キャンプ・キム周辺の地下水観測井21カ所のうち11カ所では、石油系総炭化水素(TPH)測定値が、地下水法が定める浄化基準(1.5mg/L)の最大292倍(439.2mg/L)が検出された。石油系総炭化水素とは、油で汚染された試料のうち灯油、軽油、ジェット燃料、バンカーC油による汚染の有無をいう。
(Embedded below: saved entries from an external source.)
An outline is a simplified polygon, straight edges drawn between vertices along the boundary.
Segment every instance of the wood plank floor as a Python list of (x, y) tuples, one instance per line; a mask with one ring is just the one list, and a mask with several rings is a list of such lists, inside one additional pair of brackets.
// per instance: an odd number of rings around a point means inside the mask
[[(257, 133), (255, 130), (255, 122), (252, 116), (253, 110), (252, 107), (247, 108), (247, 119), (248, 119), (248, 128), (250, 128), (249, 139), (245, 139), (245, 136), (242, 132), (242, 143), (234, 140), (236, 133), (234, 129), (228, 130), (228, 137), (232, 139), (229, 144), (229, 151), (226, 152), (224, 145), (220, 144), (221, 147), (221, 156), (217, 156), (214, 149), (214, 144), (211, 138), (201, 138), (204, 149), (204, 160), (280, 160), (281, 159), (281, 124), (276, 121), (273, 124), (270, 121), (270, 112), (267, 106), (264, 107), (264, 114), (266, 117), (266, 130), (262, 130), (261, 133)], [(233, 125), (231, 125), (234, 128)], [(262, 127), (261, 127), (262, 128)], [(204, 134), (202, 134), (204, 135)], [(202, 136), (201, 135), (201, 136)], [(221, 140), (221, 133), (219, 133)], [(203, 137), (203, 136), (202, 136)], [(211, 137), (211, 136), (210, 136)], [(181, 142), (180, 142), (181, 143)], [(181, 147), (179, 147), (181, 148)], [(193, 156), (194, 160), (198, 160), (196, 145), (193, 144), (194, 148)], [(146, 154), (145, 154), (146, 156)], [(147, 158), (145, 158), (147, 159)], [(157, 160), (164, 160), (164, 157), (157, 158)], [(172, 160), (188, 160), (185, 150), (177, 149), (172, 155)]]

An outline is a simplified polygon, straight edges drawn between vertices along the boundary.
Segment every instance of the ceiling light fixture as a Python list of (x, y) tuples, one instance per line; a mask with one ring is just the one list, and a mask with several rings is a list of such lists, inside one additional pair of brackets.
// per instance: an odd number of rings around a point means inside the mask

観測を始めた2008年に同じ場所では石油系総炭化水素が基準値の6578倍(9867.4mg/L)検出された。
ソウル市の水循環政策課関係者は「ベンゼンと石油系総炭化水素の測定値が、地下水法が定める浄化基準を大きく超過していて、地下水の表面に浮いている油も検出された」と話した。
ソウル市は2001年、龍山米軍基地周辺の緑莎坪駅で油汚染を発見した後、基地周辺に地下水観測井を設置して、毎年浄化作業と汚染度調査を行っている。市は、かつて基地内部から漏れ出た油が現在まで残り、緑莎坪駅など基地周辺地域に流れ出ていると分析している。
市は環境関連法令により、水質が原状回復できるよう米軍基地の返還に先立ち内部の詳細な調査とSOFA(在韓米軍地位協定)の改正を政府部署に建議する方針だ。